Calculation of Old Age Pension
For people who are subject to social insurance from 1 January 1996 old age pension shall be determined taking into account the accumulated pension capital during the period from 1996 to the month of granting the pension and the retirement age.
Old age pension is calculated by using the following formula:
P = K/G : 12
P – monthly pension;
K – pension capital of the insured person registered in the person’s account and updated according to the provisions of the Cabinet Regulation No. 205 “Procedures for the Calculation of the Insurance Contribution Wage Index and Updating of the Old-Age Pension Capital” of 27 March 2007, taking into account the annual indices of insurance contribution wage.
For persons who have accrued funded pension capital, it is added to the pension capital (K) at the request of the insured person.
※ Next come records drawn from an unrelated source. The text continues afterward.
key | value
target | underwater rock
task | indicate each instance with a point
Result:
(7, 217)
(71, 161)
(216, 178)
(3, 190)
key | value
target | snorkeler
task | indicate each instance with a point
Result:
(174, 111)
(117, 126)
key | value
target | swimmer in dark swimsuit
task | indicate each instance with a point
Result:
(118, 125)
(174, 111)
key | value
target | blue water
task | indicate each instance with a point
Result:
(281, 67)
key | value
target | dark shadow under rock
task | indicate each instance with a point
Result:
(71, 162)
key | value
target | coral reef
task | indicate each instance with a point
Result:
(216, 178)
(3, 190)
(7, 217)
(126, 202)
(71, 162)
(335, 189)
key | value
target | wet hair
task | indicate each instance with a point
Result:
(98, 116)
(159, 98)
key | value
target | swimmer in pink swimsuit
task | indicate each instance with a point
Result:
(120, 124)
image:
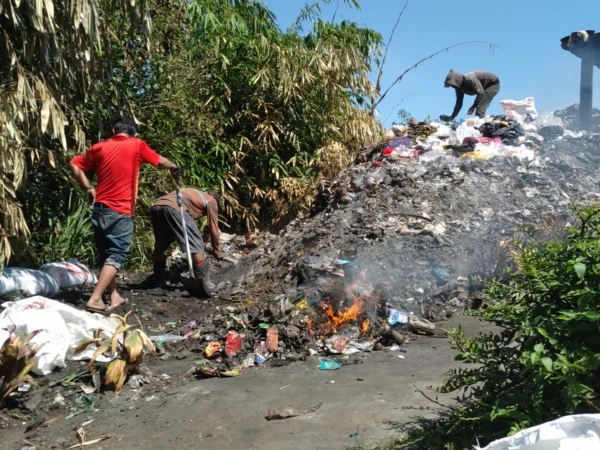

G – period (in years), for which the payment of old age pensions is planned as of the year of granting the pension.
For persons with the insurance period until 1996, also the original pension capital is determined that is added to the calculated pension capital (K).
Original pension capital is calculated by using the following formula:
Ks = Vi x As x 0.2 x 12
Ks– original capital;
As– the amount of full years of the insurance period until 1995 (included);
Vi – average insurance contribution wage of the insured person for 48 months (updated) for the period from 1996 to 1999 (included). If the insurance contributions have been made for less than 48 months during the said period, the average insurance contribution wage is established by dividing the amount of insurance contribution wage by 48.